Considering the paucity of extensive G4 DNA in prokaryotes, our findings raise an interesting question regarding the reason E. coli
MutS has such a robust G4 binding ability. We consider it unlikely that the high affinity G4-binding activity of E. coli
MutS (Figure ), or even that the mammalian homologs [9
], has been evolutionarily retained for gene regulation activities through binding promoter-proximal G4 structures. This notion is based exclusively on well-established roles for the complex in repair and recombination. Instead, we find it more plausible that the MutS homologs play yet to be defined roles in alternative DNA structure resolution or site-specific recombination. In humans, MutSα directly interacts with the BLM helicase [58
], and BLM has a G4 DNA unwinding activity [32
]. Further, human MutSα was shown to inhibit FANCJ unwinding of G4 DNA structures [29
] suggesting MutS homologs may play a role in pathway selection for G4 resolution. However, additional studies will be required to determine G4-specific functions in the cell. Nevertheless, the G4 binding we observe with E. coli MutS may reflect a mechanism for discouraging domestication of repetitive DNA elements.

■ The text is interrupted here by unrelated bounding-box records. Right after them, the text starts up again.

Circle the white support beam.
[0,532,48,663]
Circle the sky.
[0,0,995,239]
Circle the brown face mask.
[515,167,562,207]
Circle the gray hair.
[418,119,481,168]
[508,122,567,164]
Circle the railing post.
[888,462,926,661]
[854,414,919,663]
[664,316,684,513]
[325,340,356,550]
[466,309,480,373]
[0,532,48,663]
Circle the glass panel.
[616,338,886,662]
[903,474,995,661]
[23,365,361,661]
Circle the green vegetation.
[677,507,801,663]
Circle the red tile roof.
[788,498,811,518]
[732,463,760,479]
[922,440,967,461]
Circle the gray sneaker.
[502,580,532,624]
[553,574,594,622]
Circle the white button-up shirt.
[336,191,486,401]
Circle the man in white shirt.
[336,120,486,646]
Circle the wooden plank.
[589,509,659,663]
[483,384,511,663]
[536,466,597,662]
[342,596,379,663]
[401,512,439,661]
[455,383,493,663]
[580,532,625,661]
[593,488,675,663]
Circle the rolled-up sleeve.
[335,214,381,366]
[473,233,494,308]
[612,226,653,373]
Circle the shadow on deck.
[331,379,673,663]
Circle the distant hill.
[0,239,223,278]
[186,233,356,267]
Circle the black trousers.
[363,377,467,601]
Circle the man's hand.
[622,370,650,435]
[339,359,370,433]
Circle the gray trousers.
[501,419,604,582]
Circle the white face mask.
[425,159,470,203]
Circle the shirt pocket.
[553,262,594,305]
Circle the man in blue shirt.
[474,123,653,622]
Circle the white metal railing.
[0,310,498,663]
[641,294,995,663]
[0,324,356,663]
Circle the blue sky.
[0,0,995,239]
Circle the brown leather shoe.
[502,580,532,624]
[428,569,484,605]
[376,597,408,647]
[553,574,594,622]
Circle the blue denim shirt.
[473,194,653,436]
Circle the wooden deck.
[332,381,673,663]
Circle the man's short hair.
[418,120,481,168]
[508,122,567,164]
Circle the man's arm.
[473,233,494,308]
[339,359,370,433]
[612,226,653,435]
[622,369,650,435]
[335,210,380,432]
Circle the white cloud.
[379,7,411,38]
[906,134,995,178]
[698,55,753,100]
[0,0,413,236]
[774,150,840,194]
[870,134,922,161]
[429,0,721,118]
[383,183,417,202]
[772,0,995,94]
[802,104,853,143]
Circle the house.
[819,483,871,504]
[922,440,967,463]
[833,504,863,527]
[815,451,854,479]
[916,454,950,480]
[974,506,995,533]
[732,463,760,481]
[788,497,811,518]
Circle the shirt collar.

The specific pathways remain to be identified, but it is feasible that MutS helps facilitate replication when structures are present or allows unstable DNA elements to be removed by recombination. Either way, it is clear that the function of MutS in G4 DNA metabolism is not associated with the methyl-directed mismatch repair as currently defined. Mismatch repair factors in E. coli mediated instability at non-B form structure sites within a plasmid-encoded intron from the PKD1 gene [59
]. This possibly reflects structure-dependent responses. Such activities may explain the reduced plaques upon M13-G infection of JW1. However, such functions cannot be attributed to mismatch recognition because return of MutS F36A to JW1 recovered M13-G infection success to M13mp18 levels (Figure ). MutS homologs may contribute to genomic stability at non-B form DNA by rearrangement at DNA structures or another pathway that permits replication through difficult templates. These pathways are not defined for G4 DNA, and further experimentation will be required to determine how MutS proteins participate in cellular responses to non-B form DNA.